I recently had an IM with my nephew, an Xbox One S owner, and FIFA player about the next generation of consoles. He told me he was set on moving to a Sony PS5 console. I didn’t get too deeply with his choice but I found it interesting that I had assumed my own move would be from my Xbox One X to a Series X at some point. Mostly I play Call of Duty. I just like shooting stuff although it is really fun and I am not good at it.
I thought about this a lot. Too much. However, the last time I really bought into a console was the Xbox 360. Just for a bit of gaming after work. I ended up with two. One went under the TV to show movies, TV and play DVDs. The other was a “full time” gaming machine. I bought the Xbox One day one console as a natural upgrade. I spent more than I wanted because you had to have a Kinect sensor that I never used for anything except logging in.
That first Xbox 360 was all about the ecosystem. I had a music pass, a PC, rented movies from Microsoft, I had email from Microsoft, then Skydrive (Onedrive), and then a WindowsPhone. It made sense. It drove me to just get an Xbox One when it came out.
In 2020 I now have an iphone, my movies and TV are rented from Amazon or Google and play via a low cost dongle. My music is from Spotify. I still have an Office 365 personal account but Microsoft is just another supplier.

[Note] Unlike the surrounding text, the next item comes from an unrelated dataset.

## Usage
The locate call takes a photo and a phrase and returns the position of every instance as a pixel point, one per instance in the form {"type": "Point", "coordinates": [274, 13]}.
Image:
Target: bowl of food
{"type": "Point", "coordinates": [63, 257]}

As Microsoft moves towards an Xbox Cloud future my console and just having fun with a small number of games is looking out of time.
I haven’t decided not to buy a Series X. I haven’t decided to buy a PS5. I have started thinking about my needs as a games player. I recognise the Microsoft value proposition of a subscription games service in the cloud is a potential future. What I also realise is the ecosystem that drew me to Xbox no longer exists. As a consumer I have a choice on which console I will buy for my gaming needs. Xbox is the last Microsoft consumer brand. There is no consumer ecosystem that ties it all together anymore. This year will be interesting to meet my needs. Other than my Office 365 subscription and my PC I may be out of what’s left of Microsoft’s consumer offering by 2021.